— И вы никогда не ссоритесь?
— Нет, очень редко, и то из-за пустяков.
— А я вот со всеми ссорюсь. Особенно с папой. Сегодня опять поссорилась. Как же! Вдруг заявляет, что его, может быть, опять переведут. Как это тебе нравится? Его уже три раза переводили. Только подружусь с кем-нибудь, а он уезжает. Ни за что не поеду! Одна останусь в Москве. Я так ему и сказала. А он засмеялся, я и ушла от него. Но это еще, может быть, так только: он сам еще ничего не знает. И я уверена почему-то, что мы никуда не уедем.
И я был уверен, а сердце все-таки сжалось, заныло. И страшная грусть охватила меня на мгновенье и сейчас же прошла.
«Нет, нет! Этого быть не может!» пронеслось в голове, и я успокоился.
— Пойдем, спать пора, — сказала Ника и встала.

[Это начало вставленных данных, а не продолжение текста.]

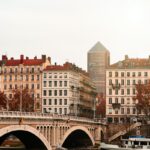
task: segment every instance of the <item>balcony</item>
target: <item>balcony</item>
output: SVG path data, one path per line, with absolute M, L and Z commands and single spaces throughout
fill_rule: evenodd
M 113 89 L 118 89 L 119 90 L 121 88 L 121 84 L 120 83 L 119 84 L 113 84 L 112 83 L 111 86 L 112 86 Z
M 112 103 L 113 109 L 120 109 L 121 104 L 120 103 Z

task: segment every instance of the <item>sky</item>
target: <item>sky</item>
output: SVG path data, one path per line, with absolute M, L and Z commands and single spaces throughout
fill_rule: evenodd
M 0 0 L 0 55 L 50 56 L 87 69 L 100 41 L 111 63 L 150 55 L 150 0 Z M 1 57 L 1 56 L 0 56 Z

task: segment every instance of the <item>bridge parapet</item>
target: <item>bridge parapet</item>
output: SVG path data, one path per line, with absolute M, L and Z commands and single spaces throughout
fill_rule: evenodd
M 27 118 L 27 119 L 48 119 L 48 120 L 68 120 L 76 122 L 86 122 L 93 124 L 103 124 L 106 123 L 101 120 L 93 120 L 85 117 L 69 116 L 69 115 L 58 115 L 51 113 L 35 113 L 35 112 L 19 112 L 19 111 L 0 111 L 1 118 Z

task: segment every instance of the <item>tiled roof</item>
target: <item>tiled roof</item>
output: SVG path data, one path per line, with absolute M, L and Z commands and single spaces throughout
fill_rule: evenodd
M 150 58 L 127 58 L 109 66 L 109 68 L 133 69 L 150 68 Z
M 64 71 L 68 71 L 68 70 L 72 70 L 75 72 L 80 72 L 83 73 L 85 75 L 89 75 L 86 71 L 82 70 L 81 68 L 77 67 L 76 65 L 66 62 L 65 64 L 63 64 L 63 66 L 61 65 L 51 65 L 51 66 L 47 66 L 44 71 L 60 71 L 60 70 L 64 70 Z
M 41 65 L 43 63 L 42 59 L 24 59 L 23 61 L 21 60 L 7 60 L 5 63 L 5 66 L 18 66 L 20 64 L 23 64 L 24 66 L 36 66 L 36 65 Z

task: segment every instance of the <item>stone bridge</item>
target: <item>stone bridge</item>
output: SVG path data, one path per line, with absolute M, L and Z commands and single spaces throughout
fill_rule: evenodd
M 0 112 L 0 145 L 10 135 L 26 149 L 55 150 L 99 144 L 106 132 L 101 121 L 42 113 Z

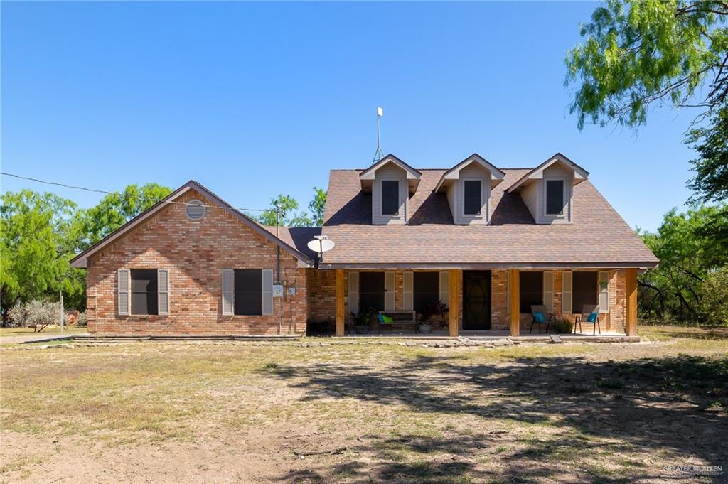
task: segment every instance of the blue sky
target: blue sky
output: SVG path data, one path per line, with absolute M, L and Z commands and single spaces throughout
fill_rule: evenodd
M 592 3 L 3 3 L 2 170 L 105 190 L 192 178 L 235 206 L 302 206 L 382 145 L 416 167 L 557 151 L 633 226 L 690 193 L 695 115 L 638 132 L 569 114 L 566 52 Z M 100 195 L 4 177 L 3 191 Z

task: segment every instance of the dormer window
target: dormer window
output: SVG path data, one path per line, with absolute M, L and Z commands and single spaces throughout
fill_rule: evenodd
M 563 214 L 563 180 L 546 180 L 546 215 Z
M 466 215 L 480 215 L 483 207 L 483 180 L 463 180 L 463 213 Z
M 400 211 L 400 180 L 381 180 L 381 215 L 396 215 Z

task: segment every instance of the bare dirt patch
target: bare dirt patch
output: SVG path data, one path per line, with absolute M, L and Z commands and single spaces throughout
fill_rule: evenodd
M 686 477 L 665 466 L 728 471 L 728 341 L 652 339 L 4 348 L 0 477 L 660 483 Z

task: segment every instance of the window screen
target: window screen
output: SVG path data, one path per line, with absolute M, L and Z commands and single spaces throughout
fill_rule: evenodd
M 263 284 L 261 269 L 235 269 L 234 293 L 235 314 L 255 316 L 263 314 Z
M 563 213 L 563 180 L 546 180 L 546 213 L 560 215 Z
M 521 272 L 521 312 L 530 314 L 531 304 L 544 304 L 544 273 Z
M 395 215 L 400 211 L 400 182 L 384 180 L 381 182 L 381 215 Z
M 414 276 L 414 309 L 422 313 L 440 301 L 440 273 L 415 272 Z M 443 301 L 446 304 L 447 301 Z
M 132 314 L 157 314 L 157 269 L 132 269 Z
M 464 213 L 466 215 L 477 215 L 480 213 L 483 201 L 480 199 L 480 180 L 466 180 L 463 186 L 464 193 Z
M 384 310 L 384 273 L 359 273 L 359 310 Z
M 571 312 L 581 314 L 585 304 L 597 304 L 596 272 L 574 271 L 571 289 Z

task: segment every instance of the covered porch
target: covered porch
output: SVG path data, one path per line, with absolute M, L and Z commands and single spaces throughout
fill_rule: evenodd
M 602 318 L 600 330 L 595 335 L 593 325 L 584 323 L 580 328 L 574 327 L 574 330 L 569 334 L 562 332 L 562 338 L 591 337 L 609 340 L 635 338 L 637 336 L 638 270 L 634 267 L 547 268 L 547 270 L 492 268 L 472 271 L 463 269 L 386 271 L 336 269 L 329 271 L 329 274 L 333 273 L 331 279 L 333 279 L 332 285 L 334 290 L 332 292 L 334 294 L 332 295 L 334 296 L 336 306 L 335 336 L 496 339 L 509 337 L 547 340 L 549 335 L 539 335 L 536 327 L 529 334 L 531 315 L 530 312 L 526 312 L 529 307 L 529 304 L 544 303 L 548 306 L 550 317 L 554 320 L 569 321 L 573 324 L 580 312 L 577 309 L 577 307 L 580 307 L 578 304 L 592 297 L 590 293 L 593 290 L 590 285 L 585 293 L 574 284 L 582 284 L 582 280 L 590 281 L 590 278 L 597 277 L 593 274 L 598 274 L 598 279 L 595 279 L 593 282 L 597 287 L 593 296 L 596 298 L 598 304 L 603 303 L 602 312 L 599 315 Z M 371 290 L 363 285 L 370 284 L 368 282 L 369 279 L 376 279 L 370 275 L 360 277 L 361 273 L 383 274 L 384 288 L 381 297 L 386 301 L 387 309 L 411 312 L 414 311 L 414 306 L 416 305 L 415 301 L 417 298 L 416 283 L 414 287 L 413 279 L 416 281 L 418 277 L 413 277 L 413 274 L 427 272 L 438 274 L 438 295 L 441 302 L 447 306 L 447 315 L 440 328 L 434 328 L 431 333 L 420 334 L 416 332 L 416 324 L 404 327 L 395 325 L 392 328 L 379 325 L 366 334 L 355 334 L 352 316 L 358 313 L 360 301 L 366 301 L 365 304 L 369 301 L 360 295 L 370 294 L 368 291 Z M 528 274 L 522 277 L 521 274 L 524 272 Z M 577 274 L 576 278 L 574 274 Z M 478 282 L 473 282 L 473 279 L 478 277 L 481 281 L 480 287 L 477 285 Z M 427 278 L 422 276 L 419 279 L 424 280 Z M 363 281 L 361 290 L 360 279 Z M 539 279 L 542 282 L 537 290 L 532 287 L 526 287 Z M 521 280 L 523 281 L 523 287 Z M 477 294 L 474 296 L 474 293 Z M 539 293 L 542 295 L 540 301 L 537 301 Z M 483 312 L 482 316 L 473 316 L 474 307 L 477 308 L 477 311 Z M 419 316 L 416 311 L 414 312 Z M 542 327 L 540 329 L 543 331 L 544 328 Z M 555 333 L 553 326 L 549 333 Z

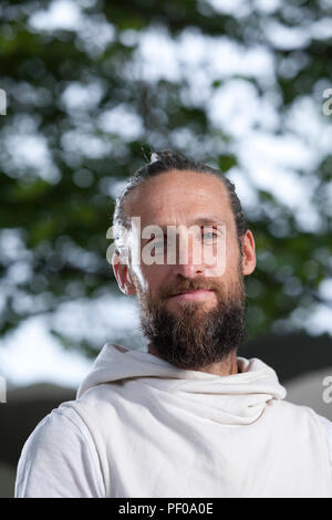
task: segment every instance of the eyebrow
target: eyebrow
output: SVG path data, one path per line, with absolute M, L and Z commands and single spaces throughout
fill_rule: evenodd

Мы шли молча, и я думал, что Ника в чем-то старше меня, она больше меня видела, переезжала из города в город, а я сидел на месте, под крылом родителей, и ничего со мной не случалось.
Когда мы подходили к террасе, я еще издали увидел Серафима. Он стоял один у стола с керосиновой лампой, злой, и пристально всматривался в темноту. Услышав шаги наши, он быстро сошел с террасы и стал убирать скамейки. Ника убежала через террасу в дом, в спальню, а я стал помогать Серафиму.
— А где же ребята? — спросил я.
И вдруг он ответил, — не помню уже, что́, — но зло, свысока, пренебрежительно-резко. Меня передернуло, и я с дрожью в голосе заметил, что он мог бы и не говорить со мной таким тоном.
— Я говорю так, как мне хочется. А нравится тебе или нет, меня это нисколько не интересует.
Он взял скамейку и поволок на террасу. А я весь задрожал от негодования. Я только что так расхваливал его Нике! А он!.. Вот она, дружба-то!.. Хуже предательства! Мне обидно стало чуть не до слез. А главное, я решительно не понимал, за что он меня так оскорбил. Если я убежал и ему одному пришлось таскать эти стулья, так это вздор! Не мог он так обозлиться из-за такой чепухи, тут было что-то другое. А что?.. Этого-то я и не понимал.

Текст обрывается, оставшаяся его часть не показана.